“Seven Guitars,” the 1940s segment of August Wilson’s 20th century Pittsburgh Cycle, is receiving a glorious staging at the Two River Theatre Company in Red Bank (NJ) through Oct. 4.
The company has a knack for hiring good people to mount and perform in its shows and should be applauded for signing Brandon J. Dirden for his directorial debut. (As an actor we saw him here in 2012’s “Jitney” and “Topdog/Underdog,” and earlier this year in the world premiere of Reuben Santiago-Hudson‘s “You’re Blues Ain’t Sweet Like Mine.” Two River doesn’t always take the safest route to fill seats, which is just one reason why this company is so very interesting.
One of my theater quests is to take my son to see productions of all 10 plays of Wilson’s work. Thanks to Two River “Seven Guitars” we can mark three down, seven to go in the series. Each play is set in a different decade with nine set in Pittsburgh’s Hill District (where Wilson grew up) and one in Chicago.
For myself and my son, Wilson’s plays are history lessons — in a good way. They help us — white people — understand situations in an organic way, from different angles, from a different set of circumstances, from a different perspective. Set 67 years ago, the play (first produced in 1996) tackles black men trying to make it in a post World War II white man’s world, being taken advantage of, failing to achieve their dreams, doubting their manhood, ending up in jail. And it happens as the women they love watch them do it.
There’s a whole lot of talking going on here but not much action in this nearly three-hour production, which is a hallmark of Wilson’s style. But that talking! It’s delivered by a septet of talented actors delivering dialogue that sounds like a cross between poetry and syncopated jazz riffs spoken by performers with numerous Broadway, regional theater and TV credits.
The play focuses on Vera (Christina Acosta Robinson), a woman who has been disappointed in love by Floyd “Schoolboy” Barton (Kevin Mambo), a musician who took off for Chicago with another woman who ultimately dumped him when his music career fizzled. Then he tangled with cops and landed in jail.

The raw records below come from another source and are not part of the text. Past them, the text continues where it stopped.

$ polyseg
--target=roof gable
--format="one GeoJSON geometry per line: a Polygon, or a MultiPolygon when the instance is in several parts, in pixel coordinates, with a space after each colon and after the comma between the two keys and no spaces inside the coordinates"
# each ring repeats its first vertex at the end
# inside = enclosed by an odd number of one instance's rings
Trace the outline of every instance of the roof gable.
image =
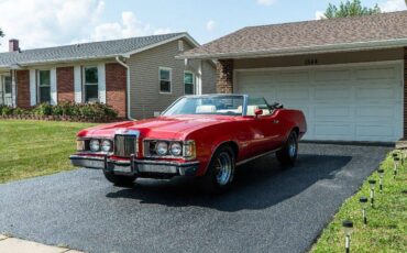
{"type": "Polygon", "coordinates": [[[185,58],[226,58],[407,45],[407,11],[250,26],[184,53],[185,58]],[[396,43],[398,42],[398,43],[396,43]]]}
{"type": "Polygon", "coordinates": [[[75,62],[80,59],[100,59],[116,56],[129,56],[174,40],[186,37],[198,45],[187,33],[131,37],[105,42],[81,43],[76,45],[0,53],[0,67],[31,65],[38,63],[75,62]]]}

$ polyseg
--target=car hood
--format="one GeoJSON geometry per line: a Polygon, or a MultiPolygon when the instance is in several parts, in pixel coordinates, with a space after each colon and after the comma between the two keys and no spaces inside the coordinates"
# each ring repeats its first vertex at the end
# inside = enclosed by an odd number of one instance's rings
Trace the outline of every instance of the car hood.
{"type": "Polygon", "coordinates": [[[141,138],[184,140],[193,131],[213,124],[235,121],[230,116],[176,116],[158,117],[141,121],[124,121],[85,129],[78,136],[113,138],[117,132],[140,131],[141,138]]]}

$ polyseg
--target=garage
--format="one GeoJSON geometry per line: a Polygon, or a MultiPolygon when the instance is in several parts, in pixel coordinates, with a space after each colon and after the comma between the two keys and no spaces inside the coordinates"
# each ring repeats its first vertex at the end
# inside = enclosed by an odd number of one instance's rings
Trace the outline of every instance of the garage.
{"type": "Polygon", "coordinates": [[[407,146],[407,11],[246,26],[183,53],[217,63],[219,94],[300,109],[305,140],[407,146]]]}
{"type": "Polygon", "coordinates": [[[305,112],[305,140],[395,142],[403,135],[403,63],[235,70],[235,92],[305,112]]]}

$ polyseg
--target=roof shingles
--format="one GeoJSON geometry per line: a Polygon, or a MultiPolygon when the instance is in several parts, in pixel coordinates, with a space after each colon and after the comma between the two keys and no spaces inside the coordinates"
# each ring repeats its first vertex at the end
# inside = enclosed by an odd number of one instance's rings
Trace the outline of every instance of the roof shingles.
{"type": "Polygon", "coordinates": [[[143,37],[131,37],[116,41],[91,42],[76,45],[66,45],[48,48],[28,50],[10,53],[0,53],[0,67],[11,65],[28,65],[47,62],[70,62],[84,58],[102,58],[123,55],[130,52],[177,37],[185,33],[170,33],[143,37]]]}
{"type": "Polygon", "coordinates": [[[407,11],[249,26],[188,51],[182,57],[296,51],[327,45],[407,38],[407,11]]]}

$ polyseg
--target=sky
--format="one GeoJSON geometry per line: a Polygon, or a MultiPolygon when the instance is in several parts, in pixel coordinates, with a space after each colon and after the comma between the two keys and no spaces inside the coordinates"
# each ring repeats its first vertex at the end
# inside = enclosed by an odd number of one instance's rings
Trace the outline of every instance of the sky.
{"type": "MultiPolygon", "coordinates": [[[[188,32],[205,44],[250,25],[319,19],[340,0],[0,0],[0,52],[188,32]]],[[[383,11],[405,0],[362,0],[383,11]]]]}

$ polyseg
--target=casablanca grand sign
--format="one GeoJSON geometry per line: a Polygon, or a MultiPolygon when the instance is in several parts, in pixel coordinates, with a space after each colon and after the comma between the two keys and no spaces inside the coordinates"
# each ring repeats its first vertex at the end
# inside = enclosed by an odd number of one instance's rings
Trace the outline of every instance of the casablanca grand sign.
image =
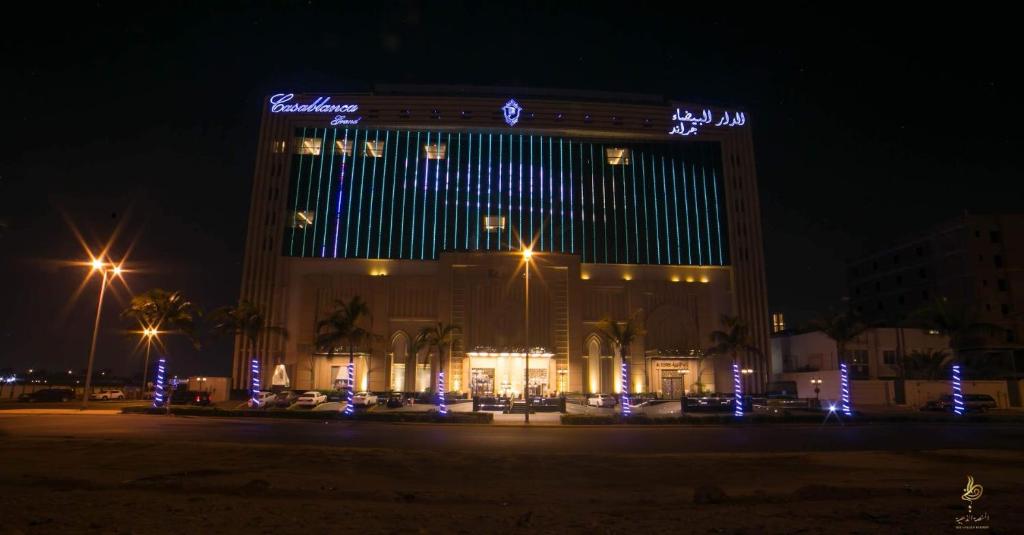
{"type": "Polygon", "coordinates": [[[271,114],[336,114],[331,126],[358,124],[362,116],[348,117],[359,111],[359,105],[333,104],[330,96],[317,96],[309,104],[296,102],[295,93],[278,93],[270,97],[271,114]]]}

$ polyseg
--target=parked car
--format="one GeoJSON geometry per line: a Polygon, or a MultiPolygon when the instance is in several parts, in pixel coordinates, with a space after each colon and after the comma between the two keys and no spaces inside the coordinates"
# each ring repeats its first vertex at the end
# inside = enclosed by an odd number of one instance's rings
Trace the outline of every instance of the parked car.
{"type": "Polygon", "coordinates": [[[316,390],[309,390],[295,400],[295,404],[299,407],[315,407],[322,403],[327,403],[327,395],[316,390]]]}
{"type": "Polygon", "coordinates": [[[17,397],[17,401],[27,403],[70,402],[74,399],[75,392],[71,388],[43,388],[41,390],[25,393],[17,397]]]}
{"type": "MultiPolygon", "coordinates": [[[[943,394],[939,396],[938,400],[932,400],[925,404],[922,410],[931,411],[951,411],[953,410],[953,395],[943,394]]],[[[964,408],[968,412],[985,412],[988,409],[994,409],[998,405],[995,403],[995,399],[987,394],[965,394],[964,395],[964,408]]]]}
{"type": "Polygon", "coordinates": [[[633,410],[651,416],[678,416],[682,407],[679,400],[647,400],[634,405],[633,410]]]}
{"type": "Polygon", "coordinates": [[[587,405],[591,407],[614,407],[616,403],[615,397],[609,394],[595,394],[587,399],[587,405]]]}
{"type": "Polygon", "coordinates": [[[302,393],[295,390],[282,390],[278,393],[278,397],[273,399],[273,406],[280,408],[291,407],[296,400],[299,399],[302,393]]]}
{"type": "Polygon", "coordinates": [[[377,405],[377,395],[369,392],[356,393],[352,396],[352,405],[356,407],[373,407],[377,405]]]}
{"type": "Polygon", "coordinates": [[[94,392],[91,395],[89,395],[89,399],[98,401],[114,401],[114,400],[124,401],[125,393],[114,389],[102,389],[99,392],[94,392]]]}
{"type": "Polygon", "coordinates": [[[250,409],[262,409],[276,398],[278,396],[272,392],[258,392],[256,396],[249,398],[248,405],[250,409]]]}
{"type": "Polygon", "coordinates": [[[193,395],[191,402],[189,402],[193,405],[199,405],[199,406],[202,406],[202,407],[207,407],[211,403],[213,403],[210,400],[210,393],[208,393],[208,392],[194,392],[194,393],[189,393],[189,394],[193,395]]]}

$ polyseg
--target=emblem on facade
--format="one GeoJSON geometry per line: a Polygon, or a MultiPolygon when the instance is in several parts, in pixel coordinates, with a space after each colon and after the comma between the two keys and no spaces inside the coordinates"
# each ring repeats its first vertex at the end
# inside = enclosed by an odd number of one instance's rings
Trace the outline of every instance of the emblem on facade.
{"type": "Polygon", "coordinates": [[[502,113],[505,114],[505,123],[509,126],[515,126],[519,122],[519,114],[522,113],[522,107],[519,102],[515,101],[515,98],[509,98],[509,101],[505,102],[502,107],[502,113]]]}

His return to Vera happens as one of his previously recorded songs becomes an unexpected hit. A record company is offering him a contract and Floyd, who realizes the mistake he made leaving Vera behind, returns to persuade her join him in Chicago since his future looks so bright.
But she’s not having it. Stoic, smart, hard-working and not to be trifled with, Vera says no. Louise (Crystal A. Dickinson), a fellow lodger in the tenement for which the word sassy barely begins to describe her attitude, tells Vera she’s made the right decision. “Seven Guitars” is a drama punctuated with comedy. Funny lines, funny looks, funny situations. Dickinson seems to get a whole lot of them and delivers then with attitude plus.
Also living in the tenement is Hedley (Brian D. Coats), an elderly man who talks about mysticism, Africa, slavery, and the angel who will come to him with enough money to buy a plantation of his own. Man trap Ruby (Brittany Bellizeare) shows up later in the play and, of all the men, shows partiality for Hedley. She’s been sent north by her mother because of man trouble back home.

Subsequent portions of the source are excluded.